Sunday must have been anticlimactic after all that!
It wasn’t as much fun as the EnduroCross will be!
Sooo….. Can you still get the Alessis to come to the EnduroCross?
[Laughs] They are coming to watch.
All joking aside, did the Alessis get a bad rap on this one?
I would say, unfortunately, yes. It didn’t help them, especially being
with French riders. It’s something that will be forgotten in a few
days, but I really wanted to state that they really didn’t do much
harm. It’s more the aftershock that was wrong. On the track, they
didn’t do anything wrong, put it that way. If Jeff Alessi wouldn’t have
been vocal in the pits after his incident with Sorby, I would’ve felt
really bad about him being disqualified for the last day. On the track,
he just ended up seeing his brother being blocked by Eric Sorby, and
hey, you don’t want to see anyone doing that to your brother.
That’s a lot to digest.
I just want to explain that the Alessis didn’t do much wrong—they
were just at the wrong place at the wrong time. If Andrew Short was
passing Tortelli like Alessi did, nobody would’ve been reacting about
it. People just want to see bad when they see the Alessis. They don’t
deserve the bad rap.
Looking ahead to next year, when is the MiniMoto SX?

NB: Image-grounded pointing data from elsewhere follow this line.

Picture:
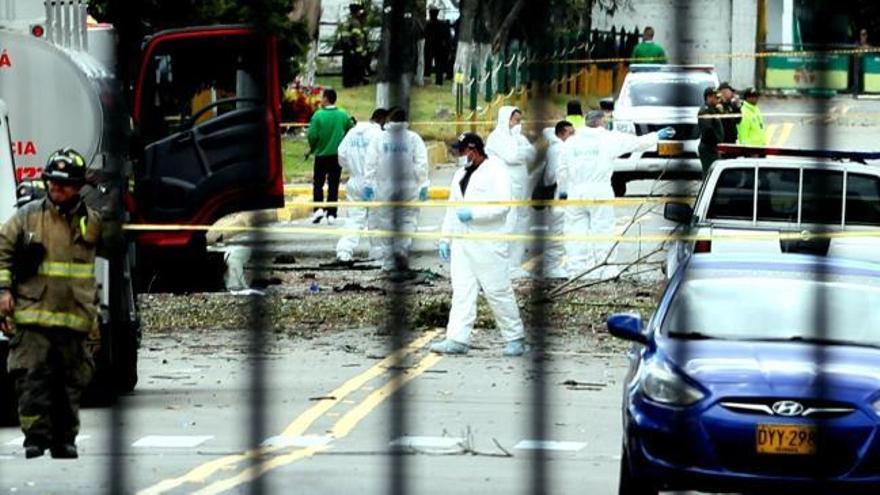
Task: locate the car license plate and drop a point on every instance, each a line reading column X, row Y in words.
column 786, row 439
column 670, row 149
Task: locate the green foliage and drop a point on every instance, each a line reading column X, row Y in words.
column 134, row 20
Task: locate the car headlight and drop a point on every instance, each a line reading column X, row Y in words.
column 627, row 126
column 661, row 384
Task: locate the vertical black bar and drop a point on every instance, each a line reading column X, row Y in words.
column 821, row 142
column 258, row 308
column 682, row 52
column 537, row 299
column 399, row 67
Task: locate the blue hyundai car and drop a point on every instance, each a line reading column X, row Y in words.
column 755, row 374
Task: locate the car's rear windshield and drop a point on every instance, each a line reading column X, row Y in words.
column 777, row 307
column 666, row 93
column 807, row 196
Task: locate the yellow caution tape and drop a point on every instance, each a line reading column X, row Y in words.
column 488, row 236
column 714, row 56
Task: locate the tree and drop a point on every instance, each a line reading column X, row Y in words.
column 523, row 20
column 135, row 20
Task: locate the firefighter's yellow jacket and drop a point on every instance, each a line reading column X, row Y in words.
column 47, row 259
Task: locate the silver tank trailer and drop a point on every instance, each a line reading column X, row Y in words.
column 59, row 95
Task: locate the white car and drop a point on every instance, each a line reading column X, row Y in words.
column 745, row 203
column 654, row 97
column 7, row 209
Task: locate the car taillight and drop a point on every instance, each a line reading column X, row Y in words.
column 704, row 246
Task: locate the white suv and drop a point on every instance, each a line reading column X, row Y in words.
column 654, row 97
column 745, row 203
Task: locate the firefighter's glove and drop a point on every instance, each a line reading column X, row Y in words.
column 666, row 133
column 7, row 303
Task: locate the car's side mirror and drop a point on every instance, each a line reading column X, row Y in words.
column 678, row 213
column 627, row 326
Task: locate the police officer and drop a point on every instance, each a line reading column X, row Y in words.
column 48, row 297
column 711, row 130
column 353, row 38
column 731, row 108
column 437, row 45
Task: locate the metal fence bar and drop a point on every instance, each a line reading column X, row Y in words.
column 822, row 141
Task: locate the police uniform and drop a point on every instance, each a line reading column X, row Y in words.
column 711, row 134
column 47, row 261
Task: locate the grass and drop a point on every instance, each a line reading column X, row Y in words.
column 432, row 115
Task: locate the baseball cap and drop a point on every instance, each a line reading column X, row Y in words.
column 468, row 140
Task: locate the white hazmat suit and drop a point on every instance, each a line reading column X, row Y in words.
column 515, row 152
column 353, row 160
column 588, row 162
column 481, row 264
column 397, row 169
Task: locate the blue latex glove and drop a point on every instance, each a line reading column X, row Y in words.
column 369, row 193
column 445, row 253
column 465, row 215
column 666, row 133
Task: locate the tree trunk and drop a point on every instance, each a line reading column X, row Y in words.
column 398, row 56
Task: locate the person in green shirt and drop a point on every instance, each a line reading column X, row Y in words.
column 751, row 130
column 326, row 130
column 649, row 52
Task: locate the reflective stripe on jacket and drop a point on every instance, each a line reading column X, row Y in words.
column 59, row 291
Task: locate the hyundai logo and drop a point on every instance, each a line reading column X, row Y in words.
column 788, row 408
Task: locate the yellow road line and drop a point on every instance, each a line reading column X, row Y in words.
column 784, row 134
column 771, row 132
column 341, row 429
column 201, row 473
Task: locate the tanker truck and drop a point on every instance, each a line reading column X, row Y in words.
column 197, row 140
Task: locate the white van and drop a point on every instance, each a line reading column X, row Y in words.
column 657, row 96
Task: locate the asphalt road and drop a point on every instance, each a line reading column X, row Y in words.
column 328, row 407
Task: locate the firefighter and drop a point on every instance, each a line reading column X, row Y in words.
column 355, row 52
column 711, row 130
column 48, row 298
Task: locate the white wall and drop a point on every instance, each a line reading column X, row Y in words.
column 706, row 28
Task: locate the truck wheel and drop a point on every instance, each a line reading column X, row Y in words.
column 125, row 328
column 116, row 361
column 630, row 483
column 618, row 183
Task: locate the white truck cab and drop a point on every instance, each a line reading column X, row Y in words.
column 655, row 96
column 7, row 168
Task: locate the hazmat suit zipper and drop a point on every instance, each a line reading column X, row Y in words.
column 468, row 171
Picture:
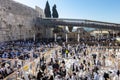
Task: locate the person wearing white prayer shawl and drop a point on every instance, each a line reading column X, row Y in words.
column 96, row 76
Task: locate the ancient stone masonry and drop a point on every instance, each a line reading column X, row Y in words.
column 17, row 21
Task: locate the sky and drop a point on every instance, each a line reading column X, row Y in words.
column 99, row 10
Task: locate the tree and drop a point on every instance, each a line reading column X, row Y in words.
column 47, row 10
column 54, row 12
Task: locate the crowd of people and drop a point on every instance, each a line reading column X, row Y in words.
column 12, row 54
column 81, row 62
column 69, row 62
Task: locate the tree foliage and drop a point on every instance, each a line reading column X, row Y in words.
column 47, row 10
column 57, row 30
column 54, row 12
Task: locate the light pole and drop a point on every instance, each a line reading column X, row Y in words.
column 78, row 39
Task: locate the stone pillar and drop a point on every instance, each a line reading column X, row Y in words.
column 78, row 39
column 66, row 37
column 55, row 36
column 34, row 37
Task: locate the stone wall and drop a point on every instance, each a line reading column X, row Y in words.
column 17, row 21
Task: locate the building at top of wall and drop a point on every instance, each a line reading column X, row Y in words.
column 17, row 21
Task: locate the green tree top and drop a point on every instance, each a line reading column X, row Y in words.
column 54, row 12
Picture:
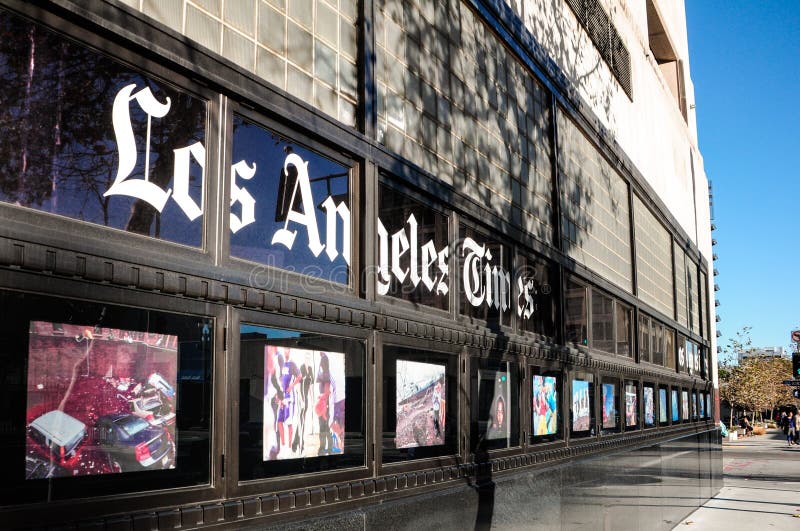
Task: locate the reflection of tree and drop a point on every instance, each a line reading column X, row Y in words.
column 58, row 152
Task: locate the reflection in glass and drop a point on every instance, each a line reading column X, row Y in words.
column 534, row 296
column 602, row 322
column 301, row 218
column 575, row 320
column 60, row 151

The Mini Moto SX is on Cinco de Mayo, which is the day before the final
round, as always. We have a lot of excitement with Pingree and
Gosselaar and Gibson, who are all big MiniMoto guys who can’t wait to
do it again.
As far as the tickets go for the EnduroCross, what if someone reading this wants to hurry up and grab a ticket?
You can get your tickets at the Orleans Arena or www.orleansarena.com.
I appreciate it, Eric. Go take a nap.